El sector convencional volvió a quedar bajo presión en la cuenca neuquina.
El Sindicato de Petroleros Privados de Río Negro, Neuquén y La Pampa se declaró este martes en estado de alerta y movilización tras una asamblea realizada en Desfiladero Bayo, Rincón de los Sauces, que reunió a alrededor de 4.000 trabajadores.
La convocatoria, una de las más numerosas del último tiempo en la actividad, resolvió por unanimidad facultar a la comisión directiva para adoptar medidas en caso de concretarse despidos en yacimientos convencionales.
La conducción encabezada por Marcelo Rucci expuso ante los afiliados la preocupación por una eventual reducción de entre el 50% y el 60% del personal afectado a campos maduros.
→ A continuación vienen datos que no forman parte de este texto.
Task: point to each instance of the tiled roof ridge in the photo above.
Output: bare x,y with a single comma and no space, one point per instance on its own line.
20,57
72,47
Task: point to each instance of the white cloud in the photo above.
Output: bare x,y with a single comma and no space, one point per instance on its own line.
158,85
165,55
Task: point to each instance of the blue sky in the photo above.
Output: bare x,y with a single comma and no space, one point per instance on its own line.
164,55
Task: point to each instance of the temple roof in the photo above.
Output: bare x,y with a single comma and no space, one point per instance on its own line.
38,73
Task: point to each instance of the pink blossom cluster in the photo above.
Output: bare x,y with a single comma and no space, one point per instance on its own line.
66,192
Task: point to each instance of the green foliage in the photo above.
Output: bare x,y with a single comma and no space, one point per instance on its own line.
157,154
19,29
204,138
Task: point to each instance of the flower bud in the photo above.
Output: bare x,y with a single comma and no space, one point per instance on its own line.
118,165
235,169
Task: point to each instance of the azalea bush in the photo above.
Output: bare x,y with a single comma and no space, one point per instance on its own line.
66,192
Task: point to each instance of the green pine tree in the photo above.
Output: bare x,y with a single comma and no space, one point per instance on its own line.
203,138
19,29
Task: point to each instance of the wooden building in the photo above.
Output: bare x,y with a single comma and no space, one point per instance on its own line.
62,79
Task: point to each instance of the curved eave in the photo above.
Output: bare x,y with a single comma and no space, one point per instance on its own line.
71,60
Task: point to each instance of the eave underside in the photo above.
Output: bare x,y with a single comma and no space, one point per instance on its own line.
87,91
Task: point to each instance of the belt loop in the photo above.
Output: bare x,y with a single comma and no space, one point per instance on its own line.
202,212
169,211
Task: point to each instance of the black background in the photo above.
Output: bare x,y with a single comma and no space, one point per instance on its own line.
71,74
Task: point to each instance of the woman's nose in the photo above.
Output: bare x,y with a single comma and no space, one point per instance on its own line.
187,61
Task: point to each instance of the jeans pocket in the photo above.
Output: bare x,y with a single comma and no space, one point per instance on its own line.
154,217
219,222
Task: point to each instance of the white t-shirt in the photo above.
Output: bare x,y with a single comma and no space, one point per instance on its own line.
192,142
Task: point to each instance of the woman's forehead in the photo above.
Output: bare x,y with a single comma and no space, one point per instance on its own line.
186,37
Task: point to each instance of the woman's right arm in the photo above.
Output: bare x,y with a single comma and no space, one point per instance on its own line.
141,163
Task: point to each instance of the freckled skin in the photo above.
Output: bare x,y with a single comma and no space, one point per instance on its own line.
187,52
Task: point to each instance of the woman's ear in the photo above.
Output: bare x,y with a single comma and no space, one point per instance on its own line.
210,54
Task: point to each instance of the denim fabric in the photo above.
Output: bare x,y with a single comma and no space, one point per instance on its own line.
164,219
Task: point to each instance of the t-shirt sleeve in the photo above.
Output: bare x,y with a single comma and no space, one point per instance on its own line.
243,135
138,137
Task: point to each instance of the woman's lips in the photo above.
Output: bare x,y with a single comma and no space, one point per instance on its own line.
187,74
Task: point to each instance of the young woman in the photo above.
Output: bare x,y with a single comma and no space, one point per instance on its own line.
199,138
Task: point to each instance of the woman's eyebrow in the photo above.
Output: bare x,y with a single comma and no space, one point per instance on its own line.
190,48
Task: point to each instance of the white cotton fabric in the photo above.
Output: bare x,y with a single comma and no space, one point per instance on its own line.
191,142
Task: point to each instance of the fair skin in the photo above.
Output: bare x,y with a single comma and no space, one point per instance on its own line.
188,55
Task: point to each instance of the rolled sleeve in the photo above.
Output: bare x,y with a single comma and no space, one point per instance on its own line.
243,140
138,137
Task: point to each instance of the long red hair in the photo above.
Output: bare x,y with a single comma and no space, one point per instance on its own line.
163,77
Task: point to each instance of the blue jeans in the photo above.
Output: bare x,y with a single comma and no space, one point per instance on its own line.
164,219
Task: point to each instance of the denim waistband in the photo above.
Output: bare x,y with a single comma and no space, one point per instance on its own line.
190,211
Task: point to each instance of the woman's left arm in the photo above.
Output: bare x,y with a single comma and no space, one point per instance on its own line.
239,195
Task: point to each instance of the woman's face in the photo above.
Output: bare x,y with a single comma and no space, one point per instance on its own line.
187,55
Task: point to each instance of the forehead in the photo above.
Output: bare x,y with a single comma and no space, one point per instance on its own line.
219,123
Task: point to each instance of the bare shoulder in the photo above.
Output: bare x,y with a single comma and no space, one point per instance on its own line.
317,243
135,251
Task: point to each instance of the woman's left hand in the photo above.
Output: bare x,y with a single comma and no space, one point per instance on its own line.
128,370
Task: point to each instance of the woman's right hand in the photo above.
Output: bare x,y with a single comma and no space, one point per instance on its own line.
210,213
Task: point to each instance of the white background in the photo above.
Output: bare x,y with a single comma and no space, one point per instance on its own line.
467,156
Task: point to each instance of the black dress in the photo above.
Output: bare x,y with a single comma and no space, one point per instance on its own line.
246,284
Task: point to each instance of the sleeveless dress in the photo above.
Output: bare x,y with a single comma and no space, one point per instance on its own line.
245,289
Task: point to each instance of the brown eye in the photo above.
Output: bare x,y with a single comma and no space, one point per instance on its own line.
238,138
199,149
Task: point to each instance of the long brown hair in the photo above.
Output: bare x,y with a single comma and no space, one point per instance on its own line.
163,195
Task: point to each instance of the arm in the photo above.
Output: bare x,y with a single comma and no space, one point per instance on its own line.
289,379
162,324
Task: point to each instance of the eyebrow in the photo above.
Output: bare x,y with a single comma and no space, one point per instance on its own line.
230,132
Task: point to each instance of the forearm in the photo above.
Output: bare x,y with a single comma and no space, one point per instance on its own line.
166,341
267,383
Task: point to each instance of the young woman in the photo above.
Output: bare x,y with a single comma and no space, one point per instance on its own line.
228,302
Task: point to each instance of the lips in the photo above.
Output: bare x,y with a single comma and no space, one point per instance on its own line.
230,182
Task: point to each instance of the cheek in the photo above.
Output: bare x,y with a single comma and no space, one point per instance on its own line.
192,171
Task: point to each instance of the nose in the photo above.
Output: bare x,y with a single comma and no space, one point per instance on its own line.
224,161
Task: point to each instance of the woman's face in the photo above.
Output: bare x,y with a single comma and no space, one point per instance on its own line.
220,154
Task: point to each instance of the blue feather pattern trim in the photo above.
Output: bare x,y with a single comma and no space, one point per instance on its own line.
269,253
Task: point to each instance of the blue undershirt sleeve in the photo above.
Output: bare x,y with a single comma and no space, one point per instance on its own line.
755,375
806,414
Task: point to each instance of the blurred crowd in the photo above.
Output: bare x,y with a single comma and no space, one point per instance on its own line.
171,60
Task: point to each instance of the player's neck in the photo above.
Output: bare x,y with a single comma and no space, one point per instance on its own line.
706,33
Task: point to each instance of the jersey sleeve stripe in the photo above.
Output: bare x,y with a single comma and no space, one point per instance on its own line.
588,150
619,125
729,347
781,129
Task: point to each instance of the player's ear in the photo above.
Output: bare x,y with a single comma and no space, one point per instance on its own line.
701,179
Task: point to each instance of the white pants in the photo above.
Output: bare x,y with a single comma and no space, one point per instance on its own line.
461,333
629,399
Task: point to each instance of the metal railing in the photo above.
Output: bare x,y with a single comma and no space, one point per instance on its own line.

Desde el sindicato señalaron que no objetan esquemas de retiros voluntarios para trabajadores próximos a jubilarse, pero advirtieron que resistirán cesantías compulsivas.
Hasta el momento, no hubo confirmaciones oficiales sobre despidos.
Representatividad y capacidad de respuesta
El gremio petrolero nuclea a más de 30.000 trabajadores en la región y ha tenido un rol central en los procesos de transición productiva de la última década.
En esta ocasión, la declaración de alerta no implica aún medidas de fuerza, pero establece un marco preventivo ante decisiones empresarias que puedan afectar el empleo en áreas convencionales.
La magnitud de la asamblea y el respaldo unánime otorgan a la conducción sindical un mandato claro para intervenir en la negociación que pueda abrirse en los próximos días.
Convencional en redefinición
La tensión se produce en un contexto de transformación estructural del sector.
La concentración de inversiones en desarrollos no convencionales y la revisión de costos en campos maduros modifican el equilibrio histórico de la actividad.
Rincón de los Sauces, con fuerte dependencia del convencional, aparece hoy como el epicentro de esa transición.
El antecedente de Catriel
En el norte rionegrino, el proceso tuvo un punto de inflexión en 2025 con la salida de YPF del bloque Señal Picada–Punta Barda.
Ese cambio marcó para Catriel el inicio de una etapa distinta, con reacomodamiento de operadores y discusión sobre el futuro del convencional.
La ciudad avanzó desde entonces en una agenda de diversificación productiva, entendiendo que la estabilidad ya no depende exclusivamente de los campos maduros.
Lo que hoy ocurre en Neuquén refuerza un escenario regional en el que la transición energética no es una proyección a largo plazo, sino una realidad en desarrollo.
Escenario abierto
La declaración de alerta sindical abre una etapa de negociación cuyo alcance dependerá de las decisiones empresarias y del marco de diálogo que se establezca.
En una cuenca donde el empleo petrolero estructura economías locales, cualquier redefinición de planteles tiene impacto más allá del ámbito laboral.
Por ahora, el gremio activó su estructura preventiva.
El convencional, una vez más, vuelve a ser tema central en la agenda regional.